The role of Dracula is played by Rutger Hauer, following Gerard Butler in Dracula 2000 and Stephen Billington in Dracula II: Ascension, continuing the theme of Dracula's appearance changing due to "regeneration". Hauer had played vampires before, in Salem's Lot and in Buffy the Vampire Slayer, and he later portrayed Dracula's nemesis Abraham Van Helsing in Dario Argento's Dracula 3D (2012).

==Plot==
Five years after the events of Dracula II: Ascension, Uffizi and Luke discover that Dracula has returned with Elizabeth to his castle in the Carpathian Mountains. But fearing that Uffizi has been tainted by Dracula, Cardinal Siqueros refuses to give Uffizi his blessing for the mission. Uffizi defrocks himself and sets out with Luke to Bucharest.

Romania has been devastated by a civil war, and NATO peacekeepers line the streets. In an abandoned village, Uffizi and Luke find a crashed helicopter containing a news reporter, Julia, and her cameraman Tommy. Tommy is turned by the vampire clowns terrorising the village, but all are destroyed by Uffizi and Luke. They leave Julia but are soon lured into a rebel trap. They find Julia with the rebels, refusing to return to England with nothing but a story on vampires.
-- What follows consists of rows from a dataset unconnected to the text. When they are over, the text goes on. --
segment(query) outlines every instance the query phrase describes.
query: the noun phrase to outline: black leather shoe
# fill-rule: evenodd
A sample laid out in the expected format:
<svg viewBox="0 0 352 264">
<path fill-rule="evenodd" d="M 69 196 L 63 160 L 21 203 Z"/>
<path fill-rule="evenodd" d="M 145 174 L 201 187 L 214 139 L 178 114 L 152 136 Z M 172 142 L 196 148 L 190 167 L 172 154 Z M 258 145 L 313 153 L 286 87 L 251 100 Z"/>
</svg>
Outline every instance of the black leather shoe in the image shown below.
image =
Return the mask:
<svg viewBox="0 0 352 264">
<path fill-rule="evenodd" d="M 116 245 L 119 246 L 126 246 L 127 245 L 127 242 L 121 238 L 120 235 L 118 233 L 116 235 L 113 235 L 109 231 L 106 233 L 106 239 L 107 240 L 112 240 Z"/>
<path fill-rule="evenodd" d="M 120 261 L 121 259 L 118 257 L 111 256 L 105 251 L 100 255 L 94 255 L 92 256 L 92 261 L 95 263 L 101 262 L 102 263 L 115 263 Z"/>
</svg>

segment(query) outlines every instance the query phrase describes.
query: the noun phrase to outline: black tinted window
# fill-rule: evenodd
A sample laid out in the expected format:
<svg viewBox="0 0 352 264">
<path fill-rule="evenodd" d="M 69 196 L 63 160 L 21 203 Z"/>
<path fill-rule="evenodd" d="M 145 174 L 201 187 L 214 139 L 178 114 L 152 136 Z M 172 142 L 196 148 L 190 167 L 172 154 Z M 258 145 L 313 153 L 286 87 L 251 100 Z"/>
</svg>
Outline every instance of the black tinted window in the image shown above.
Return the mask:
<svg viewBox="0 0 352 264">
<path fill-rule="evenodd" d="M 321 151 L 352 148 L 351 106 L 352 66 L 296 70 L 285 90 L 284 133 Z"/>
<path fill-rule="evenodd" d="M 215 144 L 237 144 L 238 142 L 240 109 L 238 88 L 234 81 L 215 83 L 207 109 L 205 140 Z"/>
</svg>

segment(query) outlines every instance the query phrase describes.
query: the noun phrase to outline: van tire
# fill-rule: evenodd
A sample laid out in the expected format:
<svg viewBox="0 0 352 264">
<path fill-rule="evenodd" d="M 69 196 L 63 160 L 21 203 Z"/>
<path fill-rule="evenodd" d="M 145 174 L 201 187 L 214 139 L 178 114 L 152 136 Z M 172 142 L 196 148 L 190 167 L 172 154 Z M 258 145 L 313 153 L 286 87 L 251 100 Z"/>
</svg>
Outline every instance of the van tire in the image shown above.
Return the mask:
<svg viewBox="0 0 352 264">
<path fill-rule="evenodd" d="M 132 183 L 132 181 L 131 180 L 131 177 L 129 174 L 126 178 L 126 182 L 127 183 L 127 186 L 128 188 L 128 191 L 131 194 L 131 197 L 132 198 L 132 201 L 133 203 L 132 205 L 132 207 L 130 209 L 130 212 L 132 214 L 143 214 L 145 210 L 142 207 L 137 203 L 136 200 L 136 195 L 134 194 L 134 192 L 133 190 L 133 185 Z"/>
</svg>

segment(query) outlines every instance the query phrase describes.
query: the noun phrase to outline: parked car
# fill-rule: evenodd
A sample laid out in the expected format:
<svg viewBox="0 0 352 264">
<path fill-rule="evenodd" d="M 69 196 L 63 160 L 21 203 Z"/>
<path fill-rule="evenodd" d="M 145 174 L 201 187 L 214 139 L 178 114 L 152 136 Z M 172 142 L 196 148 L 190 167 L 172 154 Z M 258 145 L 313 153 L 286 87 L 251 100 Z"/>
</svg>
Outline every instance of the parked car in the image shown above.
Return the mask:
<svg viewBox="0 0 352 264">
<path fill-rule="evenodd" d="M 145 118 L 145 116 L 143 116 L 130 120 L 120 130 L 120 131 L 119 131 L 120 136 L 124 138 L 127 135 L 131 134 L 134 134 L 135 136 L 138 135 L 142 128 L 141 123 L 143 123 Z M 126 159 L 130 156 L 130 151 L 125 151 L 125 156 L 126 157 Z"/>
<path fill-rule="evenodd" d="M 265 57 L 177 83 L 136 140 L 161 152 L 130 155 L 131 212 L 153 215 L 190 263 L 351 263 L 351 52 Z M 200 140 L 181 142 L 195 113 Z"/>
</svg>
The undead attack the rebel base during the night, but Uffizi, Luke and Julia survive, proceeding to Dracula's castle. There they find Elizabeth, almost totally turned to Dracula's way of life. Dracula mortally wounds Julia and tells Uffizi that only through God's forgiveness can he truly die, but Uffizi engages the ancient vampire in a duel and apparently destroys him by first biting him and draining him of his blood, then beheading him, announcing that he should consider himself forgiven. Meanwhile, Luke, on her request, beheads Elizabeth. Luke leaves the castle, while Uffizi sits on Dracula's throne, with Julia revived as a vampire. The film ends with the implication that Uffizi succeeds Dracula as the vampire king with Julia as his queen.

==Cast==
- Jason Scott Lee as Uffizi
- Rutger Hauer as Judas Iscariot/Dracula
- Diane Neal as Elizabeth Blaine
- Jason London as Luke
- Roy Scheider as Cardinal Siqueros
- Alexandra Wescourt as Julia Hughes
- Claudiu Bleonț as Bogdan
- Serban Celea as Gabriel
- Ioana Ginghina as Bride of Dracula
- Ilinca Goia as Marta
- George Grigore as Bruno
- Ioan Ionescu as Ragman
- Tom Kane as EBC Anchorman

==Reception==
Critical reaction to Dracula III: Legacy has been mixed, though more positive in general than that of Dracula II: Ascension. John Puccio of DVD Town said: "This one is no world beater and hardly scary, but at least it's got mood and tone and atmosphere to spare, something the first two movies in the ongoing series lacked entirely. ... Dracula III: Legacy contains some decent acting and some solid atmospherics". Kevin Carr of 7M Pictures said: "At least in the cinematic morass that is modern movies, Dracula III is better than the wimpy vampire lore pioneered by Anne Rice. ... Dracula III falls somewhere below Hellraiser but above the Crow sequels. It's not a grand placement, but there's always a market for vampire movies".

==Home media==
This film was released on DVD and VHS on July 12, 2005.

Walter Chaw of Film Freak Central wrote: "The strength of Dracula III is in its use of locations, with Lussier finally figuring out how to work with a DP to create a foreboding atmosphere. ... If reports are true and this is Lussier's last dip in the Carpathian pool, at least he's ending somewhere just north of mediocre". Dread Central's review stated that "Lussier and company aren't out to reinvent the wheel, but they do one hell of a good job of keeping it turning. ... Each shot is brimming with authentic feeling vampire flavor, at times achieving an almost Hammer Film type ambiance. Truly inspired stuff".